The inherent oxygen sensitivity of hydrogenases has long restricted their applications to anaerobic systems. Here, we present a hybrid peptide–nanocluster hydrogel that establishes a self-sustaining anaerobic microenvironment to enable hydrogenase-catalyzed hydrogen therapy under aerobic conditions. This system integrates a custom-designed Fmoc-KYF peptide hydrogel with integrated silver nanoclusters (AgNCs), which host an engineered [NiFe]-hydrogenase (3S1C-Hyd-2).
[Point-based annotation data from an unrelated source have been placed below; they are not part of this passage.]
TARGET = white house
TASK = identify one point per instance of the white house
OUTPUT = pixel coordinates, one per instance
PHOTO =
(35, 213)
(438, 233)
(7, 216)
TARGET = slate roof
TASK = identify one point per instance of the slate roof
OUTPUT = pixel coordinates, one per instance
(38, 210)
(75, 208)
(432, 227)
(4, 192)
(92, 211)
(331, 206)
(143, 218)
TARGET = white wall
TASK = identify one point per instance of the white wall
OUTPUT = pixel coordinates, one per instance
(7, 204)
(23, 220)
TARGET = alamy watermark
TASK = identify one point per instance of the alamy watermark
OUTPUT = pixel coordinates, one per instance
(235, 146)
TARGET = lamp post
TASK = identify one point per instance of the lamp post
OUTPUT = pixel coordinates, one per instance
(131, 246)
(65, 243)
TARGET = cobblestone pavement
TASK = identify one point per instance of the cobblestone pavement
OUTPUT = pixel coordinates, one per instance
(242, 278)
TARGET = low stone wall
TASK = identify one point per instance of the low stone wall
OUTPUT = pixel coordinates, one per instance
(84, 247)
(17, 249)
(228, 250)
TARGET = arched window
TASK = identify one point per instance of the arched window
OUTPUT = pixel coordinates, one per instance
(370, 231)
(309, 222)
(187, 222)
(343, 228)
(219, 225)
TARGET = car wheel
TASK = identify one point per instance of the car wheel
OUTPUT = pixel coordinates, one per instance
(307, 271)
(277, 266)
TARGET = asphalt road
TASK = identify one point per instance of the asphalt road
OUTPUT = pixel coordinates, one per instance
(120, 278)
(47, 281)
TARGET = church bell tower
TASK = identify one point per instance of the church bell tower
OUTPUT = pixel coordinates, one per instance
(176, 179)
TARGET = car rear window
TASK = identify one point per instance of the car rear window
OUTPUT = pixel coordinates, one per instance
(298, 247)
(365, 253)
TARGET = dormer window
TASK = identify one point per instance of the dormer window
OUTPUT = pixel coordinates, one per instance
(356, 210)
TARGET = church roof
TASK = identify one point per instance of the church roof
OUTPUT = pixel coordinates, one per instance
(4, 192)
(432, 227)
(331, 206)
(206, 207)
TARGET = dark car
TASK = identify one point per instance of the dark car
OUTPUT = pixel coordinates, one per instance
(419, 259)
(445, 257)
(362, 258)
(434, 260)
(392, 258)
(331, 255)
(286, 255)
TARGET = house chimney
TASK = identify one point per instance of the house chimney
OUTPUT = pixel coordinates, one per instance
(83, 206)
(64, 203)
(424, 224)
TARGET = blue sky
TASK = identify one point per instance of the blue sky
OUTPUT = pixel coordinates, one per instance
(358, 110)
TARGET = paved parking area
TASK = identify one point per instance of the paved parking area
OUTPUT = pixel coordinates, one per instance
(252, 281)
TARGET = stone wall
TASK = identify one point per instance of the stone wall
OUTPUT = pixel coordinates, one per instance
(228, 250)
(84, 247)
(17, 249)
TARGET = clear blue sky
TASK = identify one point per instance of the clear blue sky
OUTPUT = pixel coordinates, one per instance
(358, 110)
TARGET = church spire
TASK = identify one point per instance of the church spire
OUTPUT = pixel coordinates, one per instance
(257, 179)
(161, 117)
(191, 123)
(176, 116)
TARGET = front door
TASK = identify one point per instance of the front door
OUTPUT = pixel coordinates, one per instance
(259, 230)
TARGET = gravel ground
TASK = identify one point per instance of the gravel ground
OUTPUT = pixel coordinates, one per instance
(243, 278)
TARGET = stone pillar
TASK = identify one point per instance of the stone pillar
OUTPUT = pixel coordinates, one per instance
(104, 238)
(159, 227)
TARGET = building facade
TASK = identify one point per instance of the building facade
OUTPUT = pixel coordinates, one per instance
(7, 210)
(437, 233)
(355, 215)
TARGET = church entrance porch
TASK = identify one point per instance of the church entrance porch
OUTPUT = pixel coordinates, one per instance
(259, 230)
Mechanistic studies combining molecular dynamics simulations and spectroscopic analysis revealed that hydrophobic pockets within the peptide network trap oxygen molecules, while photoexcited AgNCs rapidly deplete invasive O ₂ . Our design ensures stable hydrogen evolution, effectively overcoming the oxygen sensitivity that has long restricted hydrogenase applications in biomedical contexts. In vitro, the in-situ-generated hydrogen effectively scavenges reactive oxygen species, suppresses pro-inflammatory cytokine production. In a diabetic mouse model, this light-activated system markedly accelerates wound closure (87% by day 11), reduces oxidative stress, promotes macrophage polarization toward a reparative phenotype, enhances angiogenesis, and upregulates tissue repair pathways, as confirmed by transcriptomic profiling. Our work establishes a new bioengineering paradigm for constructing anaerobic microenvironments through synergistic material–enzyme–light interactions, offering a versatile platform for hydrogenase-enabled therapeutic interventions in oxidative stress–related diseases.